Although he didn’t say it directly, Michael could tell Dez was responsible for at least one of the execution-style hits that were then deposited into the barrel and tossed into the lake. Otherwise, there’s no way he would be this wistful about the whole thing. His greater concern for what would happen to body disposal in the future amid a drought like this, as opposed to humankind at large due to climate change, was also the sort of selfish boomer thinking that came with knowing you weren’t going to be around anymore to see the fallout. Who gives a shit, it’s not gonna affect me, Blows chunks for the rest of yas, Sayonara suckas!, etc. Michael wanted to be mad about it, but it was too depressing. And, for a moment, he felt as though he had floated up out of his body to watch the whole sad scene. Sitting there with an old man in front of a lake that looked like it had been deliberately dragged while he waxed poetic about the heyday of mob murder/body removal. This isn’t what Michael had signed on for. If this was the “Miyagi wisdom” Dez had to offer, Michael would sooner go back to school than keep hanging around listening to this shit. And right when he was about to tell Dez exactly that, they noticed a corroded barrel burbling up to the surface of the water, creeping slowly to light like a recessed turd in the hole of a toilet.

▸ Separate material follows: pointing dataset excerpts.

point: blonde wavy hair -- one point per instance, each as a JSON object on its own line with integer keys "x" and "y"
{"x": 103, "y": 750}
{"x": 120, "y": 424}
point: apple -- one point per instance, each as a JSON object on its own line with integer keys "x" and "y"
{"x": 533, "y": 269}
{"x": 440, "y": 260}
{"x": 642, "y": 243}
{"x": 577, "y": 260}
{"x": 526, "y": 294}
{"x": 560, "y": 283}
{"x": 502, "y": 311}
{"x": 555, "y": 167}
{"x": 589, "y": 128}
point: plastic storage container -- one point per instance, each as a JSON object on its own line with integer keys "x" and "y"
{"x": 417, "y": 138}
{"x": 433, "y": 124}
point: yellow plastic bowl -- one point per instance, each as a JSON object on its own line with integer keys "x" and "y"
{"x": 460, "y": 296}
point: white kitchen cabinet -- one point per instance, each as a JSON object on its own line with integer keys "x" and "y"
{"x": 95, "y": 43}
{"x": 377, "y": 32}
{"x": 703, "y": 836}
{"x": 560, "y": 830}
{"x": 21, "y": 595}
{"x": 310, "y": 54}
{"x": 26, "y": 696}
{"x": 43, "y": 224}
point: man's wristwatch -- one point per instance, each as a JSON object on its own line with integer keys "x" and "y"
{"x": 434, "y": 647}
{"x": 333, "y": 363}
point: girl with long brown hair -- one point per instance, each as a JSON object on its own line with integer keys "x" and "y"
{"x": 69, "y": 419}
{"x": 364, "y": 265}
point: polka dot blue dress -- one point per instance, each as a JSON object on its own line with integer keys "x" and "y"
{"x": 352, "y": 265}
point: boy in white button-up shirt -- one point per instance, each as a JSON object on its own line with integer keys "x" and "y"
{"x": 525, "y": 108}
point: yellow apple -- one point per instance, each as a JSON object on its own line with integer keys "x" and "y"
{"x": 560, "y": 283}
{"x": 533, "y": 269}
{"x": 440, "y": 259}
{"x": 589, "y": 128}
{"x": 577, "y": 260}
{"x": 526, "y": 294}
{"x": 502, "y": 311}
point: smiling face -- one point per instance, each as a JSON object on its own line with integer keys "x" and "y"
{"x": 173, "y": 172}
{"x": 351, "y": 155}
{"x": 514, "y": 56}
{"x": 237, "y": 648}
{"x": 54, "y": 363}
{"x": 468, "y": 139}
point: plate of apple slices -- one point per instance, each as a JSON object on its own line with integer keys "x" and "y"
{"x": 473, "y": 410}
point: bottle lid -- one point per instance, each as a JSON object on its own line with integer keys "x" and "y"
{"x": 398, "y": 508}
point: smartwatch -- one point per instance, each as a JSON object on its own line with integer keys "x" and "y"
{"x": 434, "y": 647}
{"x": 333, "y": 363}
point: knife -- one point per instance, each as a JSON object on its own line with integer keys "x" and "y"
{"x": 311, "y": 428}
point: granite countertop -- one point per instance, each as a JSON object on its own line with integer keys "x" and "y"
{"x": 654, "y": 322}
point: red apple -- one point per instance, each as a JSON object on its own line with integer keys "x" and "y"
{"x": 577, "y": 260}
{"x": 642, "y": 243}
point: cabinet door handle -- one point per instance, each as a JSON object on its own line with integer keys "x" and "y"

Dez jumped up with the spark of a teenager in a combination of terror and excitement. Getting off on seeing one of his old crimes while simultaneously worried about being caught near the scene of it. He glanced around to make sure no one else was there and told Michael, “I gotta jet. Maybe we’ll go over some ‘techniques’ another day.” Michael was confused…wasn’t Dez obligated to give him a ride back to the Strip? The answer was a succinct no as Dez informed him that it was better if Michael wasn’t seen with him right now. Things were “too hot” among all these cold bodies. Maybe it would be better if Michael found another mentor for a while. Before Michael could protest, Dez was firing up his car and peeling out, leaving Michael alone with the barrel. He considered reporting the body, but it would only breed potential for the police to turn up at his own door, so why not let some more innocent civilian feel like the good Samaritan?

He walked the rather long journey toward Hemenway Park to get far away enough from “the scene” before he called an Uber to pick him up. On the way back to the Strip, the driver couldn’t help but “break the ice” by asking, “See any bodies at Lake Mead?” Michael only clammed up briefly before forcing a fake chuckle and assuring, “No, not this time.” It was so lovely how everyone could make light of climate change with morbid dead body jokes now. At least society could thank the mob for that.